Kierujący oplem na ulicy Toszeckiej w ciągu zaledwie 2 minut wykonał tyle niebezpiecznych manewrów, że policjanci doliczyli się 31 punktów karnych. Sprawa trafiła do sądu, a osobie siedzącej za kierownicą grozi nawet 30 tys. zł grzywny.
Do Śląskiej Policji nadesłano nagranie z wyczynów tego kierowcy. Został już namierzony. Funkcjonariusze mówią w tym przypadku o skrajnej nieodpowiedzialności, brawurze i lekceważeniu podstawowych zasad bezpieczeństwa i przepisów ruchu drogowego.
– Na początku lipca w Gliwicach mężczyzna urządził sobie rajd w centrum miasta, popełniając przy tym szereg rażących wykroczeń. Jego poczynania zostały zarejestrowane przez innego kierującego i przesłane na skrzynkę Stop Agresji Drogowej. Policjanci namierzyli mającego rajdowe zapędy mężczyznę i podliczyli wszystkie drogowe wykroczenia – relacjonuje Śląska Policja.

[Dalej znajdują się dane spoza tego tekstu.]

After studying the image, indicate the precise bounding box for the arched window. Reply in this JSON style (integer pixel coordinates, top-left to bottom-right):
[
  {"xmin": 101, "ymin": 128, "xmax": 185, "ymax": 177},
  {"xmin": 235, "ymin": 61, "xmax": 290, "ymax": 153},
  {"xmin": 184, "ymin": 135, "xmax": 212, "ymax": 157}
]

Za wyprzedzanie na przejściu i skrzyżowaniu, za niezastosowanie się do nakazu jazdy z prawej strony znaku, a także jazdę z pasa do skrętu w lewo na wprost i przejazd przez linię podwójną ciągłą oraz powierzchnię wyłączoną skumulował łącznie 31 punktów karnych
– dodaje policja.
Sprawa została skierowana do sądu, który może wymierzyć karę grzywny do 30 tysięcy złotych i zakaz prowadzenia pojazdów.
Policja przypomina, że już od najbliższej soboty, 17 września, obowiązywać będzie nowe rozporządzenie w sprawie ewidencji kierujących pojazdami naruszających przepisy ruchu drogowego. Zgodnie ze zmienionym taryfikatorem liczba punktów karnych za popełnione przez kierowcę opla wykroczenia wyniosłaby już 41.